As a part of his call to action, Burroughs created the 100 Strong Who Care campaign, which brings in male mentors (mostly African-American, but not exclusively) to form what Burroughs hopes will become life-long bonds with the African-American male students at Patrick Henry High School.
The upcoming event takes place in the auditorium at Patrick Henry High, 4320 Newton Ave. N, Minneapolis, on Friday, April 11 and runs from 8 a.m. – 10 a.m. And though the event is called 100 Strong, Burroughs is actually hoping for 150 caring men to volunteer to come and mentor the boys at Henry.
According to Burroughs, who is also an attorney, seeing success brings about success.
"I started 100 Strong Who Care in 2009 because what I saw was a shortage of African-American men in these kids' faces," said Burroughs, who said growing up in Detroit he had tangible African-American mentors to look up to and emulate. "I hope the young men will get to see positive images of themselves. One of the keys for me growing up was getting to see my dentist who was an African-American man, my doctor, the dry cleaner, our mayor, who were all African-American men. This made a great impact upon my life. I want to have our young men develop that kind of connectedness."
During the event Andre Dukes of the Northside Achievement Zone will address the 300 or so African-American Henry students and then the teens will interact with the volunteer mentors based upon career interests. According to Burroughs, since the inception of 100 Strong Who Care, more than 1,000 volunteers have impacted the lives of nearly 10,000 Minneapolis Public School students.
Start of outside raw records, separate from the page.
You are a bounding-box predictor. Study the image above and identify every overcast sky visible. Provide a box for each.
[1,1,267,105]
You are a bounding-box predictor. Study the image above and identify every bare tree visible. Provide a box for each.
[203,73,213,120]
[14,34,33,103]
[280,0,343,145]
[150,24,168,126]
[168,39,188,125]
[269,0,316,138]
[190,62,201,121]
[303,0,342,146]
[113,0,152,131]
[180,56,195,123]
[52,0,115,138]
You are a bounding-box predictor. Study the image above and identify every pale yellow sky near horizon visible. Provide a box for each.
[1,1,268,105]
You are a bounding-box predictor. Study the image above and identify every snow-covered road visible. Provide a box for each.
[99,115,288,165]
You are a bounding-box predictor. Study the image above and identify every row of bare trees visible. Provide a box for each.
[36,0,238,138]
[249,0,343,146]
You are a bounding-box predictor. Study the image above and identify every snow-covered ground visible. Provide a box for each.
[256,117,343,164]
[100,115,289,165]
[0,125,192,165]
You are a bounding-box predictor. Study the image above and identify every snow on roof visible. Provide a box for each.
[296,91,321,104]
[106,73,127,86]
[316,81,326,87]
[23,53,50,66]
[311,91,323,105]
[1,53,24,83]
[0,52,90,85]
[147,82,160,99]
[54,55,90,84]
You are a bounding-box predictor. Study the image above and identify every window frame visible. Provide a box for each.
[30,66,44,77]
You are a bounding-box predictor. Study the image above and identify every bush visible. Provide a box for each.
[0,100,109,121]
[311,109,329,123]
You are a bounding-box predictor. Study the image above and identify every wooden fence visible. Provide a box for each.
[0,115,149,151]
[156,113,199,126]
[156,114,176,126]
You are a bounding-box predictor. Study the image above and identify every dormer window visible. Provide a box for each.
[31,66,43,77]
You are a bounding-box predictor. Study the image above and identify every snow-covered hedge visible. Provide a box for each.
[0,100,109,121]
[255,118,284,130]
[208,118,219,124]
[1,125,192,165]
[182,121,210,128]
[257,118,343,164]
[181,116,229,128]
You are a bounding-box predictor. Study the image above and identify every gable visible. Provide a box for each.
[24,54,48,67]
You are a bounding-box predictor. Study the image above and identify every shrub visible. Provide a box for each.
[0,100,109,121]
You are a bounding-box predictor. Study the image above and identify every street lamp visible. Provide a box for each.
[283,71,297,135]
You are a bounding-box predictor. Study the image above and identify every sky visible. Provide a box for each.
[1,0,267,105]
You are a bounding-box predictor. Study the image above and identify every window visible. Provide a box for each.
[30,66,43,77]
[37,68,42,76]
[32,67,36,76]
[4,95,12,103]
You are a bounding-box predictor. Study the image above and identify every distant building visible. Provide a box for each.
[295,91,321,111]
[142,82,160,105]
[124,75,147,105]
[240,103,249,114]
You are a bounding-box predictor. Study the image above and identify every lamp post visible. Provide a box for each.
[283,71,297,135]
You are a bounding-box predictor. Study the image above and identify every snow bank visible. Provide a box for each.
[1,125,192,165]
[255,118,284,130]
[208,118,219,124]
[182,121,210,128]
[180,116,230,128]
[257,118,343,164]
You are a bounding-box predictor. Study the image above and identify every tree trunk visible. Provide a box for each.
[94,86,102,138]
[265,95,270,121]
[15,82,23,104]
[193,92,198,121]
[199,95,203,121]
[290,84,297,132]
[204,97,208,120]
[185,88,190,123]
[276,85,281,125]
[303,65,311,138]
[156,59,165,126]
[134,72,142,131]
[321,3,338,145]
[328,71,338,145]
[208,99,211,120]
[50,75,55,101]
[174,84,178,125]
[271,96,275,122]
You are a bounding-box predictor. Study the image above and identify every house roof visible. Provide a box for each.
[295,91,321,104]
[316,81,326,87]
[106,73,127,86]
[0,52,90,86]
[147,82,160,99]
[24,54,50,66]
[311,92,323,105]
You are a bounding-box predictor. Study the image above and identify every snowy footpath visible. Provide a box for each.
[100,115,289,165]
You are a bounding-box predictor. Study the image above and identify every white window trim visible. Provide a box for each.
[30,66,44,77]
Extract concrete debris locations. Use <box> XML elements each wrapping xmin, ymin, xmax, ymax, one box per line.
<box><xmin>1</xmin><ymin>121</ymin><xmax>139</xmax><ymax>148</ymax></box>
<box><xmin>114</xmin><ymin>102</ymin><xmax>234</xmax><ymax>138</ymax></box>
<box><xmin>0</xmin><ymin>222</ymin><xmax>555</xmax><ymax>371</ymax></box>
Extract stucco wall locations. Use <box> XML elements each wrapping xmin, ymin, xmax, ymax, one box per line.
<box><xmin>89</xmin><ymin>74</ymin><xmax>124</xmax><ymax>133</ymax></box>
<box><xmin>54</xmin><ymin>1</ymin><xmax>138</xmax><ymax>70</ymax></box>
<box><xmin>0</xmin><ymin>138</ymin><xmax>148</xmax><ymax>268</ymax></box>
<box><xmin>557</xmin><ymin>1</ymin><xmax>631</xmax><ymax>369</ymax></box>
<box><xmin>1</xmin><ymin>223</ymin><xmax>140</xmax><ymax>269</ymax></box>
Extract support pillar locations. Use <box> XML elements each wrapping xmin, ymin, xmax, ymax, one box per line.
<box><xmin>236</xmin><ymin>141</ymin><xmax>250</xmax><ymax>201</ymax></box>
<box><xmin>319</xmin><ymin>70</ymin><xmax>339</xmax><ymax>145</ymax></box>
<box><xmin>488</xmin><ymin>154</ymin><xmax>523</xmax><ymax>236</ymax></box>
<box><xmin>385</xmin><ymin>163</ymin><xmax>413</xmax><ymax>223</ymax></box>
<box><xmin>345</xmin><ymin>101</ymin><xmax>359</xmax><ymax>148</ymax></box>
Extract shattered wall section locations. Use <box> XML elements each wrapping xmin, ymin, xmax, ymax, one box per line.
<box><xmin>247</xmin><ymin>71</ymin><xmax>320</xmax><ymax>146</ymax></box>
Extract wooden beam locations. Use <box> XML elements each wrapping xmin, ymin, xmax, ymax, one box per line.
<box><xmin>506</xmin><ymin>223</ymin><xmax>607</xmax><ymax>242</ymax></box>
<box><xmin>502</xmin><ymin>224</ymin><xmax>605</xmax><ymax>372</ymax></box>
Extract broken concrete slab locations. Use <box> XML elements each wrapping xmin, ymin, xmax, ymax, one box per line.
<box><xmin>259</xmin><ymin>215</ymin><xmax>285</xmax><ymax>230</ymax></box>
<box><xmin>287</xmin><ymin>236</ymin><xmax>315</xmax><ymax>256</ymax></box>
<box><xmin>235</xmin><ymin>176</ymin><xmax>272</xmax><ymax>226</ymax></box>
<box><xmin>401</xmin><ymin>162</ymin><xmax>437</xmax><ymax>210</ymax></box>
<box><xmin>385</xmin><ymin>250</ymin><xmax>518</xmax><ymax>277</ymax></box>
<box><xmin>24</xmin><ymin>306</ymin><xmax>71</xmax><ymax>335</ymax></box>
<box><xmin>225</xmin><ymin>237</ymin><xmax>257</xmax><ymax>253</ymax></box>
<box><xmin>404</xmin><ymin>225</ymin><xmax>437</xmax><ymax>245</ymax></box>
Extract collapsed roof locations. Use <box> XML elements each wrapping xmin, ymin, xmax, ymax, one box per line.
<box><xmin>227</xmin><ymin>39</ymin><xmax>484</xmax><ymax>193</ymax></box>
In response to the crisis-level graduation numbers, Burroughs said the district is starting a Black Male Initiative office to address – and correct – the problem of poor graduation rates. To Burroughs' knowledge only two other school districts in the nation – Oakland and Pittsburgh – have such offices. The director of the Oakland Black Male Initiative office, Chris Chatmon, will be in Minneapolis this week to discuss strategies of turning around the success rates for male students of color.
Burroughs said the consequences are dire if something is not done to stem the tide of poor graduation rates.
"The best way to create a school to prison pipeline is to not graduate (African-American boys) and to suspend them at an alarming rate," said Burroughs. "We don't want to create men who have limited opportunities. The only way we do that is to increase our graduation rates and reduce the disproportionate number of suspensions and offer avenues of success to these young men."
According to Burroughs, the district hopes to attract more African-American male teachers and is actively recruiting at Historically Black Colleges and Universities that offer education degrees. The student makeup in the district is nearly 70 percent students of color according to Burroughs.